Begleitet wird die insgesamt positiv eingeschätzte Entwicklung größtenteils von der Sorge um die Verfügbarkeit von Rohmaterialien. So konnten die Bedarfe, welche pandemiebedingt im vergangenen Jahr offenblieben, gerade einmal durch Elektroinstallateure, Großhändler, Industrie und OEM abgedeckt werden. Auf Elektrobauteile muss die Branche derzeit bis zu 60 Wochen, also über ein Jahr, warten. Diese Lieferengpässe in der Materialverfügbarkeit setzen insbesondere Seitens der Produzenten zu, wie die Geschäftsführung berichtet: „Bei dem einen oder anderen ist es zum jetzigen Zeitpunkt schon wirklich knapp.“ Schwierig sei vor allem, die Spezialstähle zu erhalten, die das Unternehmen in der Regel zur Verarbeitung benötigt. Aktuell konnte das Unternehmen noch keine langfristigen Vereinbarungen sichern, sodass – ähnlich wie auch in der Automotive-Industrie – bestimmte Produkte nicht fertiggestellt werden, bis einzelne Komponenten geliefert werden. Hinzu kommt die Flutkatastrophe, die einen bedeutenden Teil der metallverarbeitenden Industrie betrifft. Das mache es aktuell unmöglich, so Dörrschuck, in absehbarer Zeit eine geregelte Lieferkette aufzubauen.
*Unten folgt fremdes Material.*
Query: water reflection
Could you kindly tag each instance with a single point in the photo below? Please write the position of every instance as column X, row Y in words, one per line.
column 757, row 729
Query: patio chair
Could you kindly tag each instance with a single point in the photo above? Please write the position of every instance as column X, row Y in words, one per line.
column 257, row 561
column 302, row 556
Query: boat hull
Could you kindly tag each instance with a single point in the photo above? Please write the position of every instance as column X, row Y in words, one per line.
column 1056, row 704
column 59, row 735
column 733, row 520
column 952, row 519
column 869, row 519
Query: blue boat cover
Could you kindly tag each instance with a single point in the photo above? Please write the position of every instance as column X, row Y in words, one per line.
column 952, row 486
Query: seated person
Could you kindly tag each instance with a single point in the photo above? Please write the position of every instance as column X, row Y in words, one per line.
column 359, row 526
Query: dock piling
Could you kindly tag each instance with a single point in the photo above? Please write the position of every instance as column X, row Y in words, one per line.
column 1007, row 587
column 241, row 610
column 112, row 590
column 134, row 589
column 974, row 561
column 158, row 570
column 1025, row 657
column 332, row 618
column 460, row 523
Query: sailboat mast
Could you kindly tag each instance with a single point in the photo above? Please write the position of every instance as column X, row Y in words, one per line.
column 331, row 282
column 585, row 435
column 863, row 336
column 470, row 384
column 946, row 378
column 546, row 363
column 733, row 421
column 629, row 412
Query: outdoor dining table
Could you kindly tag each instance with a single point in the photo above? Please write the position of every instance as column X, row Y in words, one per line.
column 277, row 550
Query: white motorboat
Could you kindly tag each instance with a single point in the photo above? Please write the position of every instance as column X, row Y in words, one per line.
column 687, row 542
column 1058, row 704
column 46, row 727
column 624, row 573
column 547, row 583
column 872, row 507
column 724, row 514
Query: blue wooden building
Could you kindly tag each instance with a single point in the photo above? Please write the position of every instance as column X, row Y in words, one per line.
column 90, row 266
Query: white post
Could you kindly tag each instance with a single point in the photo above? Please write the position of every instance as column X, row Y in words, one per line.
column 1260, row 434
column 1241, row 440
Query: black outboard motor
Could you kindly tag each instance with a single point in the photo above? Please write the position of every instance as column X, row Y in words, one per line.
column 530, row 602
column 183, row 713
Zuversicht in Richtung ganzheitliches Energiemanagement

Der CEO der Kopp Gruppe zeigt sich zuversichtlich und ist überzeugt, dass sich die Situation wieder normalisiert und die Ziele für die zweite Jahreshälfte erreicht werden. Hierfür werde Kopp schon bald eine Produktneuheit auf den Markt einführen. Als Systemanbieter von nachhaltigen und vernetzten Anwendungen richtet sich Kopp künftig weiter verstärkt auf das Energiemanagement aus. Im Zuge Maßgabe, „ganzheitliche und energieoptimierte Gesamtlösungen aus einer Hand“ bereitzustellen, werde das Smart-Home-Portfolio in den kommenden Monaten um weitere Produkte ergänzt. Geschlossen wird so die Lücke zwischen Energieversorgung mit erneuerbaren Energien und Home Automation. Einen nennenswerten Auftrag habe Kopp bereits mit einem bestehenden Großkunden gewinnen können. „Wir gehen fest davon aus, dass wir mit der Erweiterung unseres Portfolios um smarte, ganzheitliche Energiemanagementsysteme für den Eigenheim- und Mehrfamilienhausbereich auf dem richtigen Weg sind“, sagt Dörrschuck. Die einzige zwingende Voraussetzung für eine positive Entwicklung sieht Dörrschuck in der Sicherstellung der Lieferfähigkeit und damit auch in der zuverlässigen Verfügbarkeit von Rohstoffen und Komponenten.